References and comments

  1. a b Report: Karstadt owner Benko buys New York Chrysler Building , Tiroler Tageszeitung, March 9, 2019
  2. ^ A b c Claudia Roth Pierpont: The Silver Spire: How two men's dreams changed the skyline of New York. (English) . In: The New Yorker , November 18, 2002. Retrieved August 2, 2012. 
  3. Listing of National Historic Landmarks by State: New York. National Park Service , accessed August 19, 2019.
  4. Archive link ( Memento from January 31, 2012 in the Internet Archive )
  5. DIVISION OFFICES OPENED IN NEW CHRYSLER BLDG. (English) . In: The New York Times , 1930. Retrieved July 27, 2018. 
  6. Curcio, 2001. p. 440
  7. BUSINESS MOVING MARKED BY SPEED (English) . In: The New York Times , May 2, 1938. Retrieved July 28, 2018. 
  8. James L. Baughman: Henry R. Luce and the Rise of the American News Media ( English ). JHU Press, 1987, ISBN 9780801867163 .
  9. Janet Adams: Rockefeller Center Designation Report ( English ) City of New York . 1985. Retrieved July 27, 2018.
  10. ^ Robert T. Elson: Duncan Norton-Taylor (Ed.): Time Inc: The Intimate History of a Publishing Enterprise, 1923-1941 ( English ), 1st edition, Atheneum, 1968, ISBN 9780689100772 , p. 334.
  11. ^ Edward Hudson: Texaco Is on the Way ( English ) August 14, 1977. Retrieved July 27, 2018.
  12. Theresa Agovino: Cachet silent counts at Chrysler Building ( English ) In: Crain's New York Business . February 17, 2009. Retrieved July 27, 2018.
  13. Inside CAA's New Chrysler Building Offices in New York (Exclusive Photos) (English) . In: The Hollywood Reporter . Retrieved July 28, 2018. 
  14. Wura Adeoye: Blank Rome Takes Another Full Floor at Chrysler Bldg. ( English ) CoStar Group. December 5, 2006. Retrieved July 27, 2018.

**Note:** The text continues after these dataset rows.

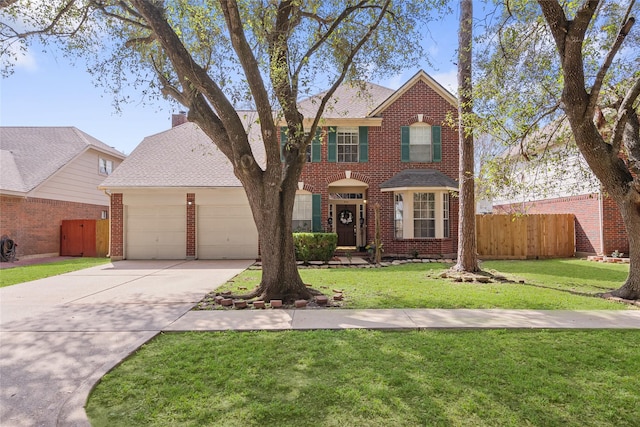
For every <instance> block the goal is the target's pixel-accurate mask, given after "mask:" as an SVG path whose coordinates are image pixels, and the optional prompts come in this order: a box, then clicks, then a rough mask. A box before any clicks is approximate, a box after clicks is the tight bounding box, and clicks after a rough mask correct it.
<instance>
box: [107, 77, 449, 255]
mask: <svg viewBox="0 0 640 427" xmlns="http://www.w3.org/2000/svg"><path fill="white" fill-rule="evenodd" d="M365 86H366V87H365V88H364V89H366V90H363V87H362V86H350V85H347V84H345V85H343V86H341V87H340V88H339V89H338V90H337V91H336V93H335V94H334V96H333V97H332V101H331V102H330V103H329V105H328V106H327V109H326V111H325V114H323V118H322V121H321V124H320V129H319V130H318V132H317V136H316V138H315V139H314V141H313V143H312V144H310V146H309V149H308V152H307V163H306V165H305V167H304V169H303V172H302V175H301V177H300V182H299V183H298V191H297V193H296V202H295V205H294V215H293V221H294V224H293V228H294V230H310V231H332V232H336V233H337V234H338V245H339V246H340V247H341V248H344V249H346V250H353V251H356V250H358V249H363V248H364V247H365V246H366V245H367V244H368V243H370V242H371V241H372V240H373V236H374V232H375V230H374V206H376V205H379V206H380V224H381V227H380V228H381V237H382V241H383V244H384V251H385V255H411V254H415V253H418V254H420V255H425V256H426V255H429V256H436V257H437V256H446V257H449V256H453V255H454V254H455V253H456V251H457V237H456V234H457V233H456V230H457V226H458V202H457V198H456V197H453V196H452V193H454V192H456V191H457V189H458V183H457V181H456V179H457V177H458V137H457V131H456V129H454V128H451V127H449V126H447V125H445V122H446V120H447V117H449V116H450V117H453V118H454V119H455V117H456V115H457V100H456V98H455V97H454V96H453V95H451V94H450V93H449V92H448V91H446V90H445V89H444V88H443V87H442V86H441V85H439V84H438V83H437V82H436V81H435V80H433V79H432V78H431V77H430V76H429V75H427V74H426V73H425V72H424V71H420V72H418V73H417V74H416V75H415V76H413V77H412V78H411V79H410V80H409V81H407V82H406V83H405V84H404V85H403V86H402V87H401V88H399V89H398V90H391V89H387V88H384V87H381V86H378V85H374V84H368V83H367V84H365ZM321 95H322V94H320V95H318V96H321ZM316 100H317V96H316V97H311V98H309V99H306V100H304V101H301V102H300V104H299V106H300V111H301V112H302V113H303V115H304V116H305V118H306V119H305V123H306V124H310V122H311V120H312V119H311V118H312V117H313V116H314V115H315V111H317V110H316V108H317V102H316ZM241 117H242V118H243V120H245V125H246V127H247V131H248V133H249V139H250V141H252V143H253V151H254V155H255V156H256V157H257V160H258V161H259V162H260V161H262V160H263V159H264V152H263V151H264V150H263V149H262V148H261V145H262V142H261V140H260V132H259V126H257V125H256V117H257V116H256V114H255V112H241ZM174 118H175V117H174ZM178 119H180V116H178ZM182 119H183V121H184V120H185V118H184V116H182ZM178 123H180V121H178V122H177V123H175V122H174V124H176V125H177V126H174V127H173V128H172V129H170V130H168V131H166V132H163V133H161V134H158V135H153V136H151V137H147V138H145V140H144V141H143V142H142V143H141V144H140V145H139V146H138V148H136V150H134V152H133V153H131V155H130V156H129V157H128V158H127V160H126V161H125V162H124V163H123V164H122V166H121V167H120V168H119V169H118V170H117V171H116V172H115V173H114V174H113V175H111V176H110V177H109V178H107V179H106V180H105V182H104V183H103V184H102V186H101V188H103V189H105V190H106V191H108V192H109V193H110V194H111V201H112V204H111V220H112V230H111V239H112V241H111V256H112V258H115V259H121V258H130V259H136V258H137V259H148V258H176V259H184V258H200V259H206V258H234V257H235V258H254V257H257V256H258V242H257V232H256V230H255V225H254V223H253V219H252V216H251V212H250V210H249V207H248V202H247V200H246V196H245V195H244V191H243V190H242V187H241V186H240V183H239V181H238V180H237V179H236V178H235V176H234V175H233V170H232V168H231V166H230V164H229V161H228V160H227V159H226V157H224V156H223V155H222V154H221V153H220V152H219V151H218V150H217V149H216V148H215V147H213V144H212V143H211V141H210V140H208V138H207V137H206V136H205V135H204V133H203V132H202V131H201V130H200V129H199V128H198V127H197V126H195V125H194V124H192V123H184V124H178ZM286 138H287V132H286V128H284V127H283V128H281V145H282V149H286Z"/></svg>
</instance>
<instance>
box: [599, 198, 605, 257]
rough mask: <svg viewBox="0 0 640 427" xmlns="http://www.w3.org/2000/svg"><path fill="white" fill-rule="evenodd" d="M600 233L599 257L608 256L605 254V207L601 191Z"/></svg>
mask: <svg viewBox="0 0 640 427" xmlns="http://www.w3.org/2000/svg"><path fill="white" fill-rule="evenodd" d="M598 202H599V203H598V217H599V218H598V219H599V221H598V229H599V230H598V231H599V233H600V253H599V254H597V255H602V256H604V255H606V254H605V253H604V206H603V202H604V200H603V197H602V190H600V192H599V193H598Z"/></svg>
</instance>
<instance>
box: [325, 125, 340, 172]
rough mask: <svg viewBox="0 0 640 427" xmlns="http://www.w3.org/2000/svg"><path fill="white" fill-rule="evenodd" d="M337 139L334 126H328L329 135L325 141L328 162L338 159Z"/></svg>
mask: <svg viewBox="0 0 640 427" xmlns="http://www.w3.org/2000/svg"><path fill="white" fill-rule="evenodd" d="M337 141H338V139H337V132H336V128H335V126H334V127H330V128H329V135H328V141H327V161H328V162H333V163H335V162H337V161H338V150H337V147H338V143H337Z"/></svg>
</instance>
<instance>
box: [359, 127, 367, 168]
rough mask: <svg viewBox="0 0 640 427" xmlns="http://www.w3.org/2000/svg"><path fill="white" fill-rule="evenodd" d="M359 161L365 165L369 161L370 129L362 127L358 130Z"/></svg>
mask: <svg viewBox="0 0 640 427" xmlns="http://www.w3.org/2000/svg"><path fill="white" fill-rule="evenodd" d="M358 144H359V147H358V161H359V162H361V163H365V162H368V161H369V128H368V127H367V126H360V127H359V128H358Z"/></svg>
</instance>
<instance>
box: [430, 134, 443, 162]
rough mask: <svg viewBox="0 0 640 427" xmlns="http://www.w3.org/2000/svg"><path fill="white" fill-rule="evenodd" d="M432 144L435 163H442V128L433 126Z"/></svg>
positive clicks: (433, 155) (431, 137)
mask: <svg viewBox="0 0 640 427" xmlns="http://www.w3.org/2000/svg"><path fill="white" fill-rule="evenodd" d="M431 143H432V144H433V161H434V162H441V161H442V128H441V127H440V126H431Z"/></svg>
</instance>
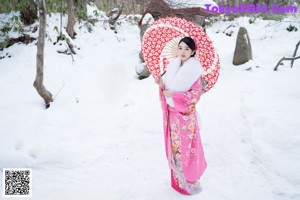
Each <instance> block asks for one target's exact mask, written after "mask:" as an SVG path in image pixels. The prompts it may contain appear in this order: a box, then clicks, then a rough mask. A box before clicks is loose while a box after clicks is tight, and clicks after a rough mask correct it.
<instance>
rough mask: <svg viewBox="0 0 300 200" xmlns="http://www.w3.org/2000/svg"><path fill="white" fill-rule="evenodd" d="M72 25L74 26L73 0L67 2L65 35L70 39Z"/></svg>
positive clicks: (72, 31) (71, 31) (73, 6)
mask: <svg viewBox="0 0 300 200" xmlns="http://www.w3.org/2000/svg"><path fill="white" fill-rule="evenodd" d="M74 25H75V14H74V2H73V0H68V25H67V33H68V34H69V36H70V37H71V38H74Z"/></svg>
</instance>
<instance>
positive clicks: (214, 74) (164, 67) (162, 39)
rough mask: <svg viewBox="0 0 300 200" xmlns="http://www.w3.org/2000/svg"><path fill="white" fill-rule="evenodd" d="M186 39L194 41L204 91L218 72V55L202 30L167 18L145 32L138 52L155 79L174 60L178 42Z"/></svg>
mask: <svg viewBox="0 0 300 200" xmlns="http://www.w3.org/2000/svg"><path fill="white" fill-rule="evenodd" d="M186 36H189V37H191V38H193V39H194V41H195V42H196V47H197V49H196V56H195V57H196V58H197V59H198V60H199V61H200V63H201V65H202V67H203V69H204V74H203V78H204V80H205V81H206V82H207V83H208V84H207V86H206V88H205V92H207V91H208V90H209V89H211V88H212V87H213V86H214V84H215V83H216V82H217V79H218V76H219V71H220V60H219V55H218V54H217V53H216V51H215V48H214V47H213V43H212V41H211V40H210V39H209V38H208V36H207V34H206V33H205V32H204V30H203V29H202V28H201V27H199V26H198V25H196V24H194V23H193V22H190V21H188V20H185V19H182V18H177V17H167V18H162V19H159V20H157V21H155V22H154V23H153V24H151V25H150V26H149V27H148V29H147V30H146V32H145V34H144V36H143V40H142V53H143V57H144V60H145V63H146V66H147V67H148V69H149V71H150V73H151V74H152V75H153V76H159V75H161V74H162V73H163V72H165V71H166V67H167V65H168V64H169V63H170V61H172V60H173V59H174V58H176V57H177V48H178V42H179V41H180V40H181V39H182V38H183V37H186Z"/></svg>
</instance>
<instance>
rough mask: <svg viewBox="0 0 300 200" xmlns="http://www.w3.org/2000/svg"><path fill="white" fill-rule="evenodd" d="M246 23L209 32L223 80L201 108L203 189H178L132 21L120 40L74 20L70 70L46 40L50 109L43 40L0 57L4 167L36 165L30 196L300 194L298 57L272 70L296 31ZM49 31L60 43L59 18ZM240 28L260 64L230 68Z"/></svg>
mask: <svg viewBox="0 0 300 200" xmlns="http://www.w3.org/2000/svg"><path fill="white" fill-rule="evenodd" d="M4 17H5V16H2V15H1V16H0V19H1V18H2V19H3V18H4ZM248 20H249V19H248V18H240V19H238V20H236V21H234V22H233V23H235V24H236V26H235V27H233V28H232V30H233V31H234V34H233V36H232V37H228V36H226V35H225V34H224V33H222V31H223V30H224V29H225V28H226V27H227V26H228V25H229V24H230V23H231V22H219V23H216V24H215V25H214V26H213V27H211V28H208V30H207V33H208V35H209V37H210V38H211V39H212V40H213V41H214V45H215V47H216V49H217V50H218V53H219V55H220V58H221V73H220V76H219V80H218V82H217V84H216V85H215V87H214V88H213V89H211V90H210V91H209V92H208V93H206V94H205V95H203V96H202V98H201V101H200V102H199V104H198V105H197V109H198V112H199V113H200V114H201V122H202V124H201V127H202V128H201V137H202V141H203V143H204V150H205V154H206V159H207V162H208V168H207V171H206V172H205V174H204V176H203V178H202V180H201V184H202V189H203V190H202V192H201V193H200V194H198V195H195V196H191V197H186V196H182V195H180V194H178V193H177V192H175V191H173V190H172V189H171V187H170V172H169V169H168V165H167V160H166V157H165V152H164V142H163V135H162V113H161V107H160V102H159V99H158V88H157V85H156V84H155V83H154V79H153V78H152V77H150V78H148V79H144V80H138V79H137V77H136V74H135V65H136V63H138V53H139V50H140V38H139V29H138V27H137V26H136V25H131V24H130V23H126V22H123V23H122V24H121V25H120V26H118V31H119V32H118V34H115V33H114V32H113V31H111V30H109V28H108V26H107V25H103V23H102V22H99V23H96V26H95V27H92V28H93V31H92V32H91V33H90V32H88V31H87V28H86V27H85V26H82V24H81V25H76V32H77V34H78V35H77V39H76V40H74V41H72V42H73V43H74V44H75V45H76V47H77V48H76V51H77V54H76V55H74V60H75V62H74V63H73V62H72V58H71V56H67V55H64V54H58V53H57V52H56V51H57V50H58V49H64V48H66V47H65V46H64V45H62V46H59V45H58V44H57V45H53V44H52V43H51V42H50V41H49V40H48V39H47V40H46V46H45V80H44V84H45V86H46V88H47V89H48V90H49V91H50V92H52V94H53V95H54V96H55V100H54V102H53V103H52V105H51V107H50V109H47V110H45V109H44V104H43V101H42V99H41V98H40V96H39V95H38V94H37V92H36V91H35V88H34V87H33V86H32V84H33V81H34V79H35V70H36V67H35V66H36V61H35V59H36V46H35V42H33V43H31V44H29V45H23V44H16V45H13V46H12V47H10V48H8V49H5V50H4V51H2V52H0V56H2V55H6V54H7V53H8V54H9V55H11V58H8V57H6V58H4V59H0V91H1V97H0V170H2V169H3V168H14V167H15V168H17V167H22V168H23V167H26V168H32V171H33V189H32V193H33V197H32V198H31V199H34V200H40V199H43V200H53V199H55V200H66V199H72V200H77V199H78V200H79V199H80V200H81V199H90V200H98V199H109V200H110V199H112V200H115V199H116V200H119V199H121V200H145V199H147V200H153V199H159V200H173V199H174V200H175V199H176V200H177V199H179V200H180V199H191V200H196V199H209V200H227V199H228V200H240V199H243V200H253V199H263V200H286V199H295V200H296V199H300V175H299V169H300V160H299V153H300V123H299V122H300V120H299V119H300V118H299V116H298V115H299V114H300V84H299V83H300V82H299V81H300V80H299V77H300V61H299V60H297V61H295V63H294V67H293V68H292V69H291V68H290V67H289V62H287V61H286V62H284V66H281V67H280V68H279V71H277V72H274V71H273V68H274V67H275V65H276V64H277V62H278V60H279V59H280V58H281V57H282V56H291V55H292V54H293V52H294V49H295V45H296V43H297V42H298V41H299V38H300V37H299V36H300V26H299V23H292V24H293V25H295V26H297V27H298V32H291V33H289V32H287V31H286V28H287V27H288V25H289V24H290V22H288V21H291V19H286V21H287V22H284V21H283V22H274V21H263V20H259V19H257V20H256V21H255V23H254V24H249V23H248ZM65 22H66V19H64V23H65ZM48 25H49V26H48V27H47V33H48V36H49V37H48V38H51V39H52V40H53V41H54V40H55V37H56V35H57V33H56V32H55V31H54V30H53V29H54V27H55V26H58V27H59V16H58V15H52V17H51V18H48ZM80 26H82V27H81V28H80V29H79V27H80ZM240 26H244V27H246V28H247V30H248V33H249V36H250V39H251V43H252V49H253V55H254V60H253V61H251V62H249V63H246V64H245V65H243V66H233V65H232V58H233V51H234V48H235V40H236V35H237V31H238V28H239V27H240ZM218 30H221V31H219V33H216V32H217V31H218ZM227 31H228V30H227ZM35 34H36V35H35V36H37V32H36V33H35ZM79 49H80V50H79ZM299 53H300V52H298V55H299ZM257 66H258V67H257ZM250 67H251V70H245V69H248V68H250ZM57 93H58V95H57ZM0 177H1V178H0V193H1V197H0V199H2V198H3V197H2V193H3V191H2V186H3V185H2V176H0Z"/></svg>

  15. Locations ( English ) Clyde & Co. Accessed July 27, 2018.
  16. Contact InterMedia Partners ( Memento from July 13, 2011 in the Internet Archive )
  17. Alex Frangos: Abu Dhabi Fund Acquires Most of Chrysler Building (English) . In: The Wall Street Journal , July 10, 2008. Retrieved July 27, 2018. 
  18. Contact ( English ) Reprieve.org. Archived from the original on May 19, 2014. Retrieved May 19, 2014.
  19. About ( English ) YES Network. March 19, 2002. Retrieved July 28, 2018.
  20. 1920's Chrysler Radiator Cap Used On The Chrysler Building. imperialclub.com, December 13, 2006, accessed on May 28, 2020 .
  21. Icons of Art Deco. In: Norbert Wolf : Art Deco. Prestel Verlag, Munich 2013; P. 20. ISBN 978-3-7913-4763-9 .
  22. https://web.archive.org/web/20120505191205/http://tps.cr.nps.gov/nhl/detail.cfm?ResourceId=1638&ResourceType=Building
  23. http://s-media.nyc.gov/agencies/lpc/lp/0992.pdf
before Tallest skyscraper in the world after that
Bank of Manhattan Company Building 319 m
1930-1931
Empire State Building
before Tallest building in the world after that
Eiffel Tower (319 m)
1930-1931
Empire State Building


Coordinates: 40 ° 45 ′ 6 ″  N , 73 ° 58 ′ 33 ″  W.